I am trying to fine tune the model. and model is training / learning the QA tasks and I am getting more better answers. But validation loss is increasing
Here is my function for training
for e in range(3):
train_loss = 0.0
model.train()
tbar = tqdm(batches)
counter = 0
losses = []
for index, batch in enumerate(tbar):
# Transfer Data to GPU if available
optimizer.zero_grad()
input_ids, attention_mask, labels = batch['input_ids'], batch['attention_mask'], batch['labels']

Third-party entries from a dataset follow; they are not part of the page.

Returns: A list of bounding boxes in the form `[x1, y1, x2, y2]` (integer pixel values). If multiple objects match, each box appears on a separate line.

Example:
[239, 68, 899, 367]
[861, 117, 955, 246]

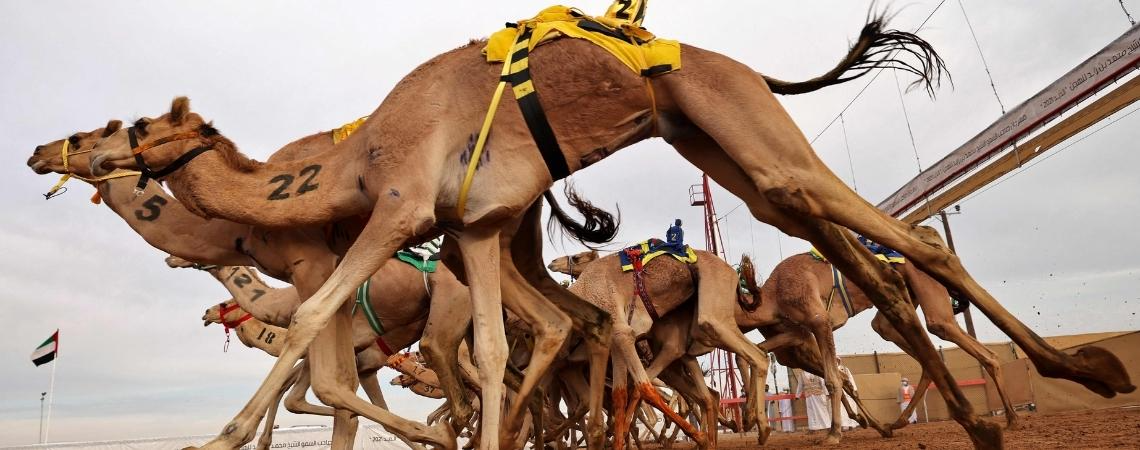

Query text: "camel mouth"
[31, 159, 51, 175]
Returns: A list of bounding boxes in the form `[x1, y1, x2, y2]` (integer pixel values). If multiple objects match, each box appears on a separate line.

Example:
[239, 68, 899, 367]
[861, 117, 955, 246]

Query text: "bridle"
[218, 303, 253, 352]
[43, 138, 139, 203]
[127, 126, 213, 195]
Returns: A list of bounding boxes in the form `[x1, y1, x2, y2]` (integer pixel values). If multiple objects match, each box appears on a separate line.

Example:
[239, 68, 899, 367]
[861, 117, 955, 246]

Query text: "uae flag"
[32, 329, 59, 367]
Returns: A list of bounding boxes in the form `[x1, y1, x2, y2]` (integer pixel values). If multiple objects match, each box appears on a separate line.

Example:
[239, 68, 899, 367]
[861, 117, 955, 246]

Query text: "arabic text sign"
[879, 26, 1140, 216]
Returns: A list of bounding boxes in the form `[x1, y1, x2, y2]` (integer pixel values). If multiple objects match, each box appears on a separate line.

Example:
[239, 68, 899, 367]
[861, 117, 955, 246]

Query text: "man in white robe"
[836, 357, 858, 431]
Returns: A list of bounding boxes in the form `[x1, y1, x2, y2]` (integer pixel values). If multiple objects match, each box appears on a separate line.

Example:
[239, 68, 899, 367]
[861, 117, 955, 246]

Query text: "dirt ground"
[644, 407, 1140, 450]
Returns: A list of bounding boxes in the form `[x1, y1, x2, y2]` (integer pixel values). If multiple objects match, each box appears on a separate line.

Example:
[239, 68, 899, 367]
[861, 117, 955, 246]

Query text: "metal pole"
[938, 211, 978, 339]
[39, 392, 48, 444]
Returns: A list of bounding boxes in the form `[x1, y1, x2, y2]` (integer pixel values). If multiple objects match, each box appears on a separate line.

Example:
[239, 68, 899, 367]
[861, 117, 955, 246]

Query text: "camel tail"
[543, 185, 621, 247]
[762, 5, 953, 97]
[736, 255, 764, 312]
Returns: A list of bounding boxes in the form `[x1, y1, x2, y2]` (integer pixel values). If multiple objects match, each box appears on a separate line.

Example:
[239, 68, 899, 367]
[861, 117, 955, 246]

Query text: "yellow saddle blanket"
[483, 6, 681, 76]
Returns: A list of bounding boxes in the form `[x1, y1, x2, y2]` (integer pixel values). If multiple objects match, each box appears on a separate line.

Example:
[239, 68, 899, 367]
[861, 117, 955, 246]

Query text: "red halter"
[218, 303, 253, 352]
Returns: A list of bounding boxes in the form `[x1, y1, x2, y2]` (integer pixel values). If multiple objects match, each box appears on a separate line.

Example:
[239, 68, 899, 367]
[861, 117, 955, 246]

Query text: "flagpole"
[43, 329, 59, 443]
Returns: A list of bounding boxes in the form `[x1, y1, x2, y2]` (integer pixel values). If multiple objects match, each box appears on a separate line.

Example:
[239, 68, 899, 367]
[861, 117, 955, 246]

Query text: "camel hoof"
[432, 420, 459, 450]
[969, 420, 1005, 450]
[1073, 345, 1137, 399]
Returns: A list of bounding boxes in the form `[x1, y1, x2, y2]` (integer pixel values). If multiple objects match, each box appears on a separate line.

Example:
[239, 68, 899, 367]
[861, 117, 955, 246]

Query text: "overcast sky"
[0, 0, 1140, 445]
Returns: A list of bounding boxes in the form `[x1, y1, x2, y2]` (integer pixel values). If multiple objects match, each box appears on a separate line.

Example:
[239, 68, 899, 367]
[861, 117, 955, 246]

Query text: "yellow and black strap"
[502, 26, 570, 181]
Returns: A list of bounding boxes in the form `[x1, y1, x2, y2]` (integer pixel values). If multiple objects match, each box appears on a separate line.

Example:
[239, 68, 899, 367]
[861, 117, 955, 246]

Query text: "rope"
[959, 102, 1140, 208]
[1119, 0, 1137, 26]
[808, 0, 946, 144]
[839, 113, 857, 194]
[958, 0, 1005, 114]
[895, 69, 934, 222]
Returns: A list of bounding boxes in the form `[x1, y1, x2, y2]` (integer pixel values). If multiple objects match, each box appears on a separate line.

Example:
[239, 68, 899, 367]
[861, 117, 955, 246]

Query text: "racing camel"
[80, 11, 1134, 449]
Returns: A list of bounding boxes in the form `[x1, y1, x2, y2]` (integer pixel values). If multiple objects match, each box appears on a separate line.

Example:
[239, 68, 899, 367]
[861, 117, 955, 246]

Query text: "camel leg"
[612, 309, 707, 447]
[757, 332, 894, 437]
[697, 258, 770, 444]
[510, 202, 612, 450]
[679, 355, 720, 449]
[499, 252, 572, 442]
[284, 359, 333, 416]
[420, 272, 474, 432]
[193, 202, 454, 449]
[610, 355, 629, 450]
[458, 228, 507, 450]
[899, 264, 1019, 429]
[673, 124, 1002, 448]
[257, 363, 304, 450]
[658, 58, 1135, 398]
[805, 314, 844, 445]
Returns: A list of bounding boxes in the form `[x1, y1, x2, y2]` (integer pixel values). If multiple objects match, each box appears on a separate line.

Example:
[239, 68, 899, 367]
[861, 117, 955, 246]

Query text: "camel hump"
[618, 238, 697, 272]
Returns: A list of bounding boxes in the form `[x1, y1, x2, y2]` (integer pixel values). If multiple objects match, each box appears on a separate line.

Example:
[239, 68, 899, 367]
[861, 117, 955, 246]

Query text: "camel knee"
[927, 321, 954, 341]
[759, 182, 813, 215]
[312, 381, 356, 409]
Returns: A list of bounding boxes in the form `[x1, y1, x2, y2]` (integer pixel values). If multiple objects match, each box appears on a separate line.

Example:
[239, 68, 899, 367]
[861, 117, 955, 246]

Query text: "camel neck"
[166, 139, 372, 228]
[210, 265, 299, 325]
[96, 177, 249, 265]
[234, 318, 288, 357]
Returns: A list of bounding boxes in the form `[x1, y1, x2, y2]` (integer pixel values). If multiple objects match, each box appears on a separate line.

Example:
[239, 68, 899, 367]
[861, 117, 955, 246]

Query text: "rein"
[43, 139, 139, 200]
[218, 303, 253, 352]
[127, 126, 213, 195]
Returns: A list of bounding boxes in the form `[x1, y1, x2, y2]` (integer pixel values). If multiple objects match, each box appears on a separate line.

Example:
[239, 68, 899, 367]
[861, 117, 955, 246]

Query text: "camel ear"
[103, 120, 123, 138]
[170, 97, 190, 125]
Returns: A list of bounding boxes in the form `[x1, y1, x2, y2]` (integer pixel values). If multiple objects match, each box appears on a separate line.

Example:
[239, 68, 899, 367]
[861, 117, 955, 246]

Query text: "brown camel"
[82, 8, 1134, 448]
[37, 115, 624, 443]
[547, 251, 889, 446]
[547, 251, 768, 447]
[31, 10, 962, 446]
[736, 247, 1035, 441]
[29, 122, 494, 448]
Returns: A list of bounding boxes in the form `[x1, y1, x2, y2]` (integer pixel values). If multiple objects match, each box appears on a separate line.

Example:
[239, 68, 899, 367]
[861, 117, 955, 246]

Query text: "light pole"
[39, 392, 48, 444]
[938, 205, 978, 339]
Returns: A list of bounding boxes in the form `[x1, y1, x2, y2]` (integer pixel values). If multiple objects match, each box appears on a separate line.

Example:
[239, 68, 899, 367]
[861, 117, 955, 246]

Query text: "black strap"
[503, 27, 570, 181]
[578, 18, 632, 42]
[135, 145, 213, 190]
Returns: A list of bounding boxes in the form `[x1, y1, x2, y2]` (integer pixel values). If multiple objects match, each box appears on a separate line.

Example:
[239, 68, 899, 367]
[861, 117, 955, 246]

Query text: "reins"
[127, 126, 213, 195]
[43, 139, 139, 200]
[218, 303, 253, 352]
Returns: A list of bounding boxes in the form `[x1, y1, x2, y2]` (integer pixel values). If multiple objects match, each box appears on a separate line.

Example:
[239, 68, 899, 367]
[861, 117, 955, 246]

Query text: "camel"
[37, 117, 624, 443]
[20, 10, 953, 446]
[547, 244, 768, 447]
[738, 247, 1018, 439]
[547, 251, 889, 442]
[29, 121, 492, 450]
[80, 8, 1134, 449]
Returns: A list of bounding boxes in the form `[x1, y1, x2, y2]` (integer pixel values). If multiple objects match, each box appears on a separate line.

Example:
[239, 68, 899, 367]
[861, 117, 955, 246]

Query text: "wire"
[895, 73, 922, 173]
[808, 0, 946, 144]
[958, 0, 1005, 114]
[839, 113, 857, 194]
[1119, 0, 1137, 26]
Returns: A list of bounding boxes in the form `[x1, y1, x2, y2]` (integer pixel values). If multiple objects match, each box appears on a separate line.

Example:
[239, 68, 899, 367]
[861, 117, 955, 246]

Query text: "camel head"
[546, 249, 597, 277]
[91, 97, 220, 175]
[27, 121, 123, 178]
[202, 298, 245, 328]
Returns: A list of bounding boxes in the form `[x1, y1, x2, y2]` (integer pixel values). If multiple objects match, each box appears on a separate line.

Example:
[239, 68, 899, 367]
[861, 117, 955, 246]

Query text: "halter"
[218, 303, 253, 352]
[127, 126, 213, 195]
[43, 139, 139, 200]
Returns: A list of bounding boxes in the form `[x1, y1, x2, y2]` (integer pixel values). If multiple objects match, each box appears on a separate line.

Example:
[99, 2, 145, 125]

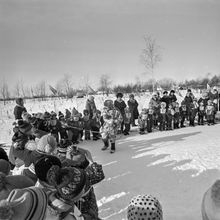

if torch.cuda.is_available():
input_ids, attention_mask, labels = input_ids.cuda(), attention_mask.cuda(), labels.cuda()
# Clear the gradients
# Forward Pass
output = model(
input_ids=input_ids,
attention_mask=attention_mask,
labels=labels)
loss, target = output.loss, output.logits
# Calculate gradients
loss.backward()
# Update Weights
optimizer.step()
# Calculate Loss
train_loss += (loss.item() * 8)
counter += 1
losses.append(train_loss / (counter * 8))
tbar.set_postfix({'loss': train_loss / (counter * 8)})
valid_loss = 0.0
model.eval() # Optional when not using Model Specific layer
vbar = tqdm(validloader)
counter = 0
with torch.no_grad():
for index, batch in enumerate(vbar):
# Transfer Data to GPU if available
input_ids, attention_mask, labels = batch['input_ids'], batch['attention_mask'], batch['labels']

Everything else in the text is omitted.